Hi all – When compressors use a sliding window, it's one monolithic window of a specified size (e.g. 32 KiB for DEFLATE), and that window slides from the start to the end of the file.

Such approaches take no account of particular types of files or data, their size, or their structure. Would it make sense to break the window into several windows, probably of different sizes? For example, we could have 64 KiB window for the first 128 KiB of a file, then maybe a 1 MiB window. We could have several windows (and static dictionaries), depending on the nature and size of the file, which we'll often know in advance.

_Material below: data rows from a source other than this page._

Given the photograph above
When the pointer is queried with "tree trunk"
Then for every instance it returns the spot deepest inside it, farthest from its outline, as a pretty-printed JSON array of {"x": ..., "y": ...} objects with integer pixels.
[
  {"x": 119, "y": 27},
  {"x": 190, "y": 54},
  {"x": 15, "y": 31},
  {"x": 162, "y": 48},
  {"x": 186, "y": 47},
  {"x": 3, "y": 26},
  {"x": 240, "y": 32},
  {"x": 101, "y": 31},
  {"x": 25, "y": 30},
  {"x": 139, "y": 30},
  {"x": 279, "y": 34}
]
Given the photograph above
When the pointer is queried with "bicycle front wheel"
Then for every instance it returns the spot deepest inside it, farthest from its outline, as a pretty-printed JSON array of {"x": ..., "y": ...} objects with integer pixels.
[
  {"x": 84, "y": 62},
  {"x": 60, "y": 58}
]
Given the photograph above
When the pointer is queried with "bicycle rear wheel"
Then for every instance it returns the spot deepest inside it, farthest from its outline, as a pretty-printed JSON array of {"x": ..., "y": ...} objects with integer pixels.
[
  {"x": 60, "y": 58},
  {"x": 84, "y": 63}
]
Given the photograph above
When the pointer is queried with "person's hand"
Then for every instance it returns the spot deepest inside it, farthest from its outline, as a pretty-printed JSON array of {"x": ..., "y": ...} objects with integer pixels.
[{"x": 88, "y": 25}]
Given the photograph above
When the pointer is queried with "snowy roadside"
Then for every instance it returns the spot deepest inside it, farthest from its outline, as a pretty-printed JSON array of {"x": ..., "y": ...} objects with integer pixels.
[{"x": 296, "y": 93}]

One minor example is an HTML file. A lot of the text at the top of the file will never be seen again – e.g. we probably won't get matches on these common strings in the body of the HTML document, or even a chunky substring match:

  • <meta property="og:title" content=
  • <meta http-equiv="X-UA-Compatible" content="IE=edge,chrome=1">

We could probably break the window after a good chunk of the head section, and start a new window for the body (or start with any CSS in the head, as in AMP, combined with the body, since selectors will yield matches). I don't expect a huge payoff for HTML files, but broken window compression could significantly improve compression in other contexts. Note that we could also concatenate part of the last window with the new window if that was beneficial.

We could break static dictionaries into several smaller dictionaries depending on the nature and structure of the file. There's a lot more to say about that, but it will take careful research to discover if and when this approach pays dividends.

Does this sound promising? Has it already been done?